While the standard Gnome/Gtk+/GLib code idioms must be recognized and supported, it should not really matter at which point one breaks lines in function protoypes. Regular expressions alone are not sufficient to parse a reasonably large subset of C, a standard recursive parser should be used instead. (Another facet of this issue is how the documentation of complex nested structures should be written and presented.)
In addition, the user should be able to easily teach yagdoc his local
variations and conventions: constructs, that should be ignored, that can
stand for const
or extern
.
We have the luxury of object serialization Just Working in Python. We also have the actual token lists and parse trees. Analysing the same text fragments again and again in different places – with possibly slightly different regular expressions – as happens in gtk-doc is then avoidable and has to be avoided.
A small downside of the use of serialization is that the rough equivalent
of foo-decl.txt
(containing more information than that though)
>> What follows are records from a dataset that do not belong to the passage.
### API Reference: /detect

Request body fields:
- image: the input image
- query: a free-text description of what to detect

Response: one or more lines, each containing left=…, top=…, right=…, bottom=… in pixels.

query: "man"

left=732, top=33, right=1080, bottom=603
will not be human readable. It is not meant to be human-edited and automated
changes should be done by extending the build process with Python code. So
the only uses are: tools that read it and humans wishing to look at it.
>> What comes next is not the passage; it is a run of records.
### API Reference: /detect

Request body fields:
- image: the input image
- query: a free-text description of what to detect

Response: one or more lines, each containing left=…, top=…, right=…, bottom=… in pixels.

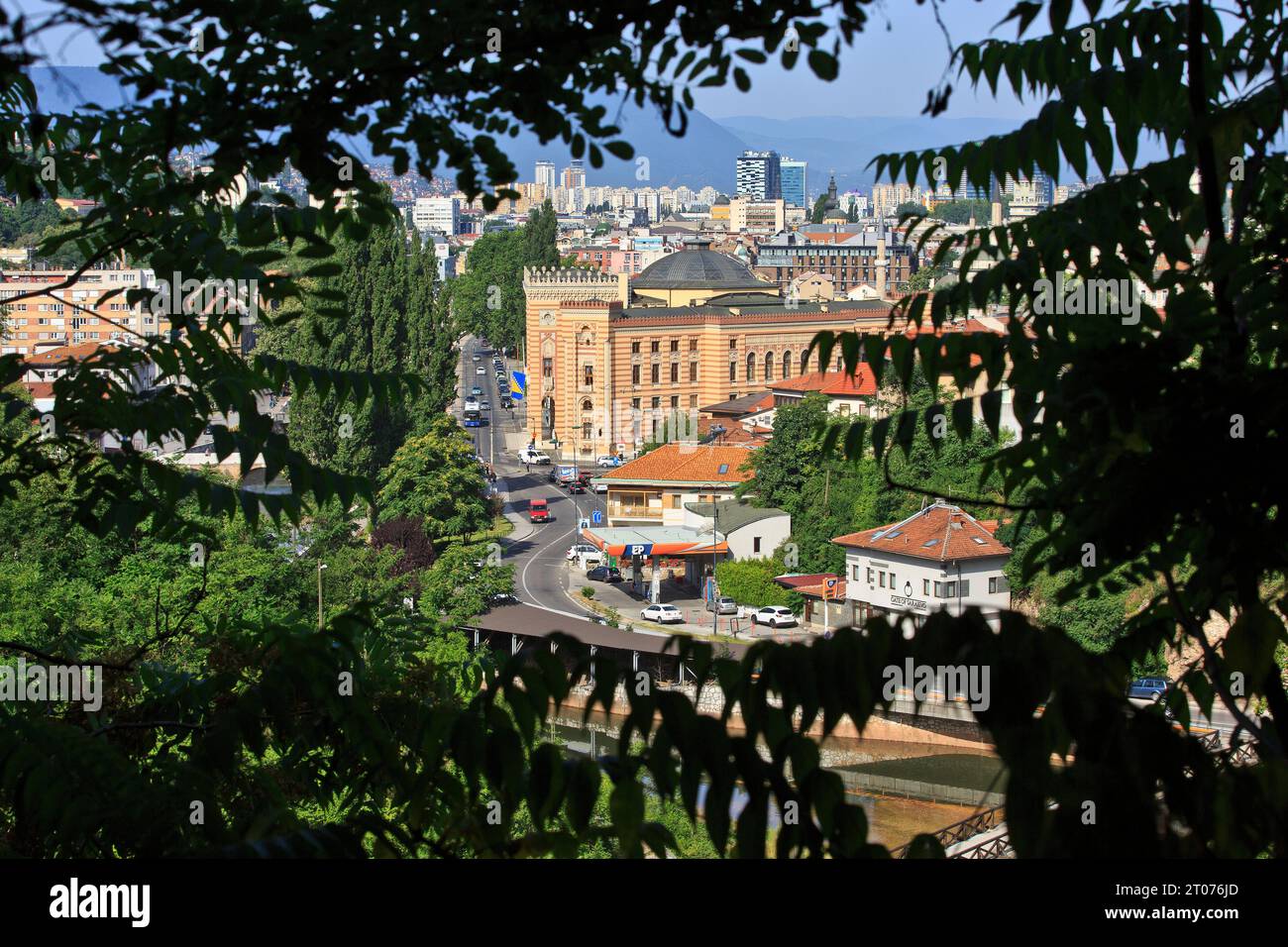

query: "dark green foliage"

left=0, top=0, right=1288, bottom=858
Tools written in Python are encouraged to just deserialize it, other tools
and humans can be served by a “pretty printer” that extracts information in
text form. In fact, various dumpers are being aleady written for
visualization of the in-core representation.
The mechanism of defining variables in the Makefile, including another
Makefile that tries to do something reasonable with them and passing dozens
of options to the various tools has its limitations. It also makes the
output silently dependent (i.e. this dependency does not appear in the
Makefile rules) on the Makefile. Many people resign and customize
gtk-doc.make
directly.
While there's nothing wrong with such customization, we should be able to do better, and since the border between configuration and extension is fuzzy, use one mechanism for both.
configure
-determined parameters. It would be possible to turn
the yagdoc configuration file into a configure
template
(.in
), but that would be ugly. A better approach is to generate
a file imported to the main configuration file. It is also possible to
extract variable values from the Makefile in yagdoc.All assumptions (as oposed to hard facts, for instance about the C language) should be put into data instead of hardcoding them deep in some four-line regular expressions. And such data should be modifiable in the configuration file.
Documentation generation stages should be factored into overridable parts and/or allow user hooks at suitable places.
Many extensions have the form of new source code markup or documentation tags that are then processed somehow. While the processing will typically require to write some real code, the recognition code should not require any changes. For instance, noting that symbols are deprecated according to their occurence inside certain preprocessor conditionals is a mechanism that is equally hard to implement specifically for deprecation and for general preprocessor blocks.
Every failure that is not due to yagdoc bugs (or system failures), has its origin in the source files. We might not be able to pinpoint the primary cause but we can always point to the line where we noticed things are not right. Not emitting some standard error messages (for instance GCC-like) is a mortal sin.
Also, an “advantage” of Python against Perl is that essentially everything that gets wrong raises an exception and unbounded exceptions are fatal. The code just has to be right and handle bogus input with grace.
The parse-or-perish approach perhaps requires more effort, and sometimes unfortunately cooperation from the user, on the other hand, he will not need to wonder why his declarations are not picked up. Either they are, or they produce errors.
See Gtk-doc Future for some interesting ideas. The key word is some: there are features that yagdoc naturally implements because that's the way it should work from the begining, some interesting extension suggestion, and cases of – probably bad weed you'd rather quit smoking.